Costs and benefits of fighting infection in locusts
Locusts and grasshoppers are truly cosmopolitan pests. In an effort to reduce the environmental side-effects of current chemical control practices, several programmes around the world are developing biopesticides, based on fungal entomopathogens, for locust and grasshopper control. Unfortunately, these biocontrol products have achieved mixed success. One of the principal reasons is that locusts are active behavioural thermoregulators, enabling them, under certain environmental conditions, to elevate their body temperatures to levels where fungal growth is suppressed. Here we develop a dynamic behavioural model to predict how locust thermoregulatory behaviour influences disease development. We use the model to explore what the overall consequences of infection might be (i.e. the net effect of disease capturing elements of both pathogen development and host defence) under different conditions in terms of locust mortality, fecundity and crop damage. We modelled two empirical fungal entomopathogens, Metarhizium anisopliae var. acridum and Beauveria bassiana, together with two hypothetical pathogens representing a temperature generalist and a temperature specialist. The model leads to predictions that the effects of a fungal biocontrol agent are strongly mediated by environmental temperature and host behaviour.
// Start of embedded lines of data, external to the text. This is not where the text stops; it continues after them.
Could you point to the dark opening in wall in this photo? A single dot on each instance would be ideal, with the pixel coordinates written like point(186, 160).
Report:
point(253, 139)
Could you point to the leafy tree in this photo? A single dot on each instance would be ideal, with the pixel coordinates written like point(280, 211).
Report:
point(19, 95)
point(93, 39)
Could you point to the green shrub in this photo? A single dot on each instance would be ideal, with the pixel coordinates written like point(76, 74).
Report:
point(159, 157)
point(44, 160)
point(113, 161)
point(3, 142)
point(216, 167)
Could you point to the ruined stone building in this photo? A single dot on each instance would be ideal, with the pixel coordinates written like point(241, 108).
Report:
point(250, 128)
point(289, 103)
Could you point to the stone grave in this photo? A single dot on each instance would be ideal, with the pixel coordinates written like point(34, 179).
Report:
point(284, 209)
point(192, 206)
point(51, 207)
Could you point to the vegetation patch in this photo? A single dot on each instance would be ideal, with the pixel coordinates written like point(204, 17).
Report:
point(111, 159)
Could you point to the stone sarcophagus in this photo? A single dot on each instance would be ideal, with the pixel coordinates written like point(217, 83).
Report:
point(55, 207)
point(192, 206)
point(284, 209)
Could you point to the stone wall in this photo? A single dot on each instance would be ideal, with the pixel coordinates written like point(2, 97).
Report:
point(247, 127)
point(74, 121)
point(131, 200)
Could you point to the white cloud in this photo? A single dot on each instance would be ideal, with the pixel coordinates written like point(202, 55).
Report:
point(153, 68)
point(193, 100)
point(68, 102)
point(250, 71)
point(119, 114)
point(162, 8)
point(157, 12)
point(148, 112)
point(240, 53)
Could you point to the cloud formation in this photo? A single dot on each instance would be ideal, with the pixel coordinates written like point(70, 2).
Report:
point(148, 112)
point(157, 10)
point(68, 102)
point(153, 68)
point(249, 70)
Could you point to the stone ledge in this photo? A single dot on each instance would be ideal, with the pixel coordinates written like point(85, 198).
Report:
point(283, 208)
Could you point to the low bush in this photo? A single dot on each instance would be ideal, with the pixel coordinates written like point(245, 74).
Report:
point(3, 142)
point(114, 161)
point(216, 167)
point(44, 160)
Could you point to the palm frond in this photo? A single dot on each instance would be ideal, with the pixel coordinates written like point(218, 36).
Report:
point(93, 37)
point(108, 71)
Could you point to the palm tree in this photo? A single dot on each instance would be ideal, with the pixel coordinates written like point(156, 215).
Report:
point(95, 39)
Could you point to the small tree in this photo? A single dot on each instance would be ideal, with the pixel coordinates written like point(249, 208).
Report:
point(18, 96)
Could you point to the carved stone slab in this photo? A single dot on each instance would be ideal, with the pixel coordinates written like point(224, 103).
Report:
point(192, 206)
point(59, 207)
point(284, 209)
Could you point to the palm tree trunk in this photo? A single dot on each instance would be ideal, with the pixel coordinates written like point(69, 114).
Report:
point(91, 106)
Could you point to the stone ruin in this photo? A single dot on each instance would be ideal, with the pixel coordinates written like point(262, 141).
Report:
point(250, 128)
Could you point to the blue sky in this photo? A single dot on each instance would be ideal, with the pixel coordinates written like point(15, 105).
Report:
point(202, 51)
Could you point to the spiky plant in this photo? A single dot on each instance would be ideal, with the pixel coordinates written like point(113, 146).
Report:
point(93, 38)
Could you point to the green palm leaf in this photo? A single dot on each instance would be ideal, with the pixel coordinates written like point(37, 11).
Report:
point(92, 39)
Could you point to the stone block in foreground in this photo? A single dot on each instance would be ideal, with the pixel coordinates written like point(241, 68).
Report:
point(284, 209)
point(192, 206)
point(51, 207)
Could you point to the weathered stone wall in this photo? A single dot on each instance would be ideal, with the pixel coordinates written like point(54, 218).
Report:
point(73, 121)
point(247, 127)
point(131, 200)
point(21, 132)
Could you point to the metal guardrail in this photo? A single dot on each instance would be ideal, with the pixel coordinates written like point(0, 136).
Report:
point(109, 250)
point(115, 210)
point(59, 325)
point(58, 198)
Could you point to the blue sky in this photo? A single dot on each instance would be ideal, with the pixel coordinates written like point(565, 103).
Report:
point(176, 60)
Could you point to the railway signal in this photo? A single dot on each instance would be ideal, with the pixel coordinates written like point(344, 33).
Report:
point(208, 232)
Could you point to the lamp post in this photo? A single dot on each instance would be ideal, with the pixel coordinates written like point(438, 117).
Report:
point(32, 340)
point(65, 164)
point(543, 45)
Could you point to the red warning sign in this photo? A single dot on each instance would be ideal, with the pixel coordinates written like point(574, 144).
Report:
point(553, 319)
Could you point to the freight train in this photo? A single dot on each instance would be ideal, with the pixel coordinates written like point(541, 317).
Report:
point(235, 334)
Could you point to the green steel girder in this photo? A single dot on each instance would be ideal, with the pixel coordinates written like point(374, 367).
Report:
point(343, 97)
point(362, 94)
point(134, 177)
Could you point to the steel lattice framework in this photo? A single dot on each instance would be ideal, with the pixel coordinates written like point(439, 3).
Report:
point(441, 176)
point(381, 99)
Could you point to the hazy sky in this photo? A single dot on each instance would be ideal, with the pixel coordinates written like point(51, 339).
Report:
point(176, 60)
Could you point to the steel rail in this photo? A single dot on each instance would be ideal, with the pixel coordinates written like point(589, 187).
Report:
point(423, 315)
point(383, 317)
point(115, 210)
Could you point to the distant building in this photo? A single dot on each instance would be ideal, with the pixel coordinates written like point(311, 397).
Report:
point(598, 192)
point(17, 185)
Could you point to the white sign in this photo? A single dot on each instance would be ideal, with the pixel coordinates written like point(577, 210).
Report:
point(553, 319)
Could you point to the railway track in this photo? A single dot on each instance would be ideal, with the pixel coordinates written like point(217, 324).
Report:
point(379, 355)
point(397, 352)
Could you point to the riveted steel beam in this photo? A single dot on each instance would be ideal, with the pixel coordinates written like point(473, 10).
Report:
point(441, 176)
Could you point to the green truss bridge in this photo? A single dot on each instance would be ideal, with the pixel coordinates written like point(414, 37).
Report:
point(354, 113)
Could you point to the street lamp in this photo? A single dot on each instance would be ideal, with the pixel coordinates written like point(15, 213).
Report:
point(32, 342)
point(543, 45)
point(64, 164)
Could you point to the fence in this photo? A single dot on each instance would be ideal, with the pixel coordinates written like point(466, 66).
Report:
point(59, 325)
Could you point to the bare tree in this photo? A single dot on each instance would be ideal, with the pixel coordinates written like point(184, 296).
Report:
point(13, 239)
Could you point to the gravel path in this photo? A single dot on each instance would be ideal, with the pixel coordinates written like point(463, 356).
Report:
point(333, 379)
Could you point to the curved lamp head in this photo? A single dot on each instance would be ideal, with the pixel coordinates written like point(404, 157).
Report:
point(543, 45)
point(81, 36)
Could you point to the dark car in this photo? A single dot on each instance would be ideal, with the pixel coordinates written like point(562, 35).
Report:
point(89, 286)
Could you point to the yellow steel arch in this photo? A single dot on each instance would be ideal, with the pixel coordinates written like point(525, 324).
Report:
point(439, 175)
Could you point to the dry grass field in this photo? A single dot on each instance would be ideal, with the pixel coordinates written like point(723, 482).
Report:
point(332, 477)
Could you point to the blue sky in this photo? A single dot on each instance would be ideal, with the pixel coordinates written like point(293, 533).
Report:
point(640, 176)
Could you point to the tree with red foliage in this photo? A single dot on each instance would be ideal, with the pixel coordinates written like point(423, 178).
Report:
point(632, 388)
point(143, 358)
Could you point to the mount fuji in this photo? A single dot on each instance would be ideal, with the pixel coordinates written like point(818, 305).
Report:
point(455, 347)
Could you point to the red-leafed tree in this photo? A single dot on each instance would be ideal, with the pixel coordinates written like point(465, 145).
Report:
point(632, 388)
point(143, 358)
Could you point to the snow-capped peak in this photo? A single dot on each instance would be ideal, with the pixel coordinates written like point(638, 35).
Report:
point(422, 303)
The positive control effects are manifested through direct mortality and also sub-lethal effects on feeding and fecundity that result from modifications in behaviour associated with host defence and optimization of locust fitness. M. anisopliae var. acridum is predicted to provide the best control of locusts and the specialist fungus to provide the worst. Under hotter conditions, B. bassiana is predicted to provide substantially worse biocontrol than the other fungal strains. These predictions match well with empirical data. In addition, the model reveals the possibility for locusts to balance the costs of host defence through selective expression of behavioural fever in response to individual fungal diseases. We conclude that models like this one may facilitate prospective evaluation of biocontrol and advance our understanding of the role of behaviour and thermal ecology in insect– pathogen interactions.
Gardner, S.N.; Thomas, M.B. Costs and benefits of fighting infection in locusts. Evolutionary Ecology Research (2002) 4: 109-131.